As Slovakia is gearing up for elections to elect its fifth prime minister, the West is keenly watching as it would have a crucial impact on Ukraine. Slovakia has been one of Kyiv’s staunchest allies since the Russian invasion. However, with Kremlin sympathizer Robert Fico's opposition party leading the polls, Ukraine would have to fight the battle against Russia without its help.
During the invasion, Slovakia was the first country to send air defences to Ukraine. Slovakia shares border with the two countries and it has openly welcomed thousands of refugees from the war-hit Ukraine.
If former Prime Minister Fico comes to power, it would definitely affect Slovakia's stance on Ukraine as he had openly stated his disapproval of helping Kyiv in its fight.
The Parliamentary election is set to be held on Saturday.
Fico has called on the Slovakian government to stop supplying weapons to Kyiv and he had clearly stated if he is elected to power, the country would "not send another round of ammunition."
Fico had served as Slovakia's prime minister for more than a decade, first between 2006 and 2010 and then again from 2012 to 2018. After mass protests erupted following the killing of a journalist and his fiancee, questions were raised over his involvement and later he was forced to resign.
Investigative journalist Jan Kuciak had reported on corruption among country’s elite, including those directly connected to Fico and his party SMER.
In 2020, Fico's SMER party lost to center-right Ordinary People and Independent Personalities (OLaNO) party. However, OLaNO's leader Igor Matovic ended up disappointing people. Matovic, a self-made millionaire won the election on an anti-corruption campaign with the mission wipe out corruption in Slovakia.
Later, Matovic suffered blows. He had to admit to plagiarizing his masters thesis and infighting was growing within the party. After a year of coming to power, he was forced to step down. During the Covid times, buying Russian vaccines had sparked a rebellion in his coalition government. It later paved way for the collapse of the government in December.

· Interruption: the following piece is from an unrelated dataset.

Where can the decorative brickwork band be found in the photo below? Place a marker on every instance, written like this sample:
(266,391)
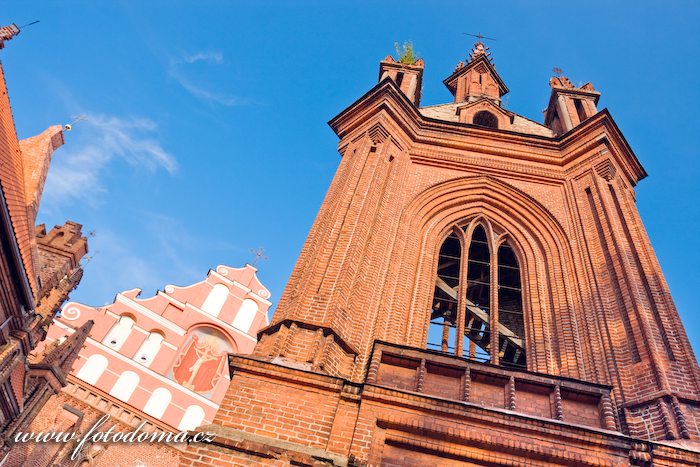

Finance Minister Eduard Heger in Matovic's government was the caretaker prime minister but he too quit in May and was replaced by Ludovit Odor, a technocrat.
With the infighting, failure of the government to take action against corruption and rebellion, SMER party’s chance in the upcoming elections grew strong. Reportedly, SMER still enjoys support from its core voters.
Slovakia has a complicated electoral system and fragmented political scene, with as many as 10 political groupings potentially capable of reaching the 5% threshold needed to enter the parliament, reported CNN.
Even if Figo comes to power, he will need at least one coalition partner. He has still not ruled out working with Republika, an extremist far-right party which claims that the war in Ukraine is a consequence of “NATO’s expansion policy”.
It is said that the current Slovakia’s helping hand towards Ukraine is not agreed by many Slovaks giving an opportunity for SMER and Republika in the elections. Ukraine was delivered armoured vehicles, helicopters, howitzers and other equipment as well.